Ok -- I just finished The Colorado Kid and I gotta say it: I couldn't put it down. When I got to the end, I wasn't dissapointed that the mystery wasn't resolved. I've read enough of King's books to know he does the things he does for a reason. So I asked myself, why did he end the story that way.
King says in the afterword that he was pleased with how his characters responded to an unsolvable mystery and that he wondered how his readers would respond. That's when something clicked for me -- the story isn't about trying to solve the mystery of how a guy got from Colorado to Maine in record time and how or why he died.
With that in mind, I thought the story was really a character study, how certain people respond to the unexplainable. That's what we ought to look at.

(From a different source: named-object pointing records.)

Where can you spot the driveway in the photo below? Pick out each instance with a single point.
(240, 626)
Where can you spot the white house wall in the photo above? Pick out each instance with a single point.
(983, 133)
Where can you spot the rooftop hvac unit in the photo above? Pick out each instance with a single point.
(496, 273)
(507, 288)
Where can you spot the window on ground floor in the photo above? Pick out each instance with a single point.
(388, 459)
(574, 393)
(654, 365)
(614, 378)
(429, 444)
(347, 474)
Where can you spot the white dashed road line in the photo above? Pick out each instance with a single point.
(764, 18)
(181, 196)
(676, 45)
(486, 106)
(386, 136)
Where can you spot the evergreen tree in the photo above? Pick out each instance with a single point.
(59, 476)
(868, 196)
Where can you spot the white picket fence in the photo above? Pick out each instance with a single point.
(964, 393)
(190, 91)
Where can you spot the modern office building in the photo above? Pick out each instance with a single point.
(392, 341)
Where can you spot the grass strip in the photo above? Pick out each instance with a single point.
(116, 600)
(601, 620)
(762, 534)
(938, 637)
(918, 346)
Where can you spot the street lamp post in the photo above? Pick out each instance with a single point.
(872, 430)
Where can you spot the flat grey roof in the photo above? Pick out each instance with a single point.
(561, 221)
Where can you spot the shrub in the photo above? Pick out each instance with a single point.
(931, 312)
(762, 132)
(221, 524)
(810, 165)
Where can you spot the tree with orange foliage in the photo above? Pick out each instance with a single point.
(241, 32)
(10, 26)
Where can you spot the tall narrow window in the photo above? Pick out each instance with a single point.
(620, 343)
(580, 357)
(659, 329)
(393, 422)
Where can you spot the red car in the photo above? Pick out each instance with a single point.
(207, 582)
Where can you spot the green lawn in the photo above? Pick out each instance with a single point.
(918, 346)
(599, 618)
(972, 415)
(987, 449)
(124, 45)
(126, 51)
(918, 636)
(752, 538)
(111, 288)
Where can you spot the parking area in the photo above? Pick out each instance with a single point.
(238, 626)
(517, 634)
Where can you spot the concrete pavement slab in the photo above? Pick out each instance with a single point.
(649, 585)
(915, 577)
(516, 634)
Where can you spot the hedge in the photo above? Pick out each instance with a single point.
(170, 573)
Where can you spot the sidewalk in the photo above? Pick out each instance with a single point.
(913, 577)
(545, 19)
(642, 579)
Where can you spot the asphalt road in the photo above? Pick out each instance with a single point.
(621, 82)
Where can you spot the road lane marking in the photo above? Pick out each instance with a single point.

How did the two old men handle it? They wanted to find the answers out of good motives: they knew someone out there needed closure, and they discovered his wife, and she was able to get the insurance claim. They were also able to help their intern to become a better reporter, to learn how to think, and to learn how to ask questions, and to help her aquire a taste for searching out answers for the unexplained.
Also, at the end, the intern sees the picture of the baseball players watching the lights in the sky. Two opponents who've set aside their competition and joined together to try to comprehend the unexplainable.
Maybe the story is really about how the human heart does, or maybe should, respond the mystery.
Anyways, that's what I was thinking.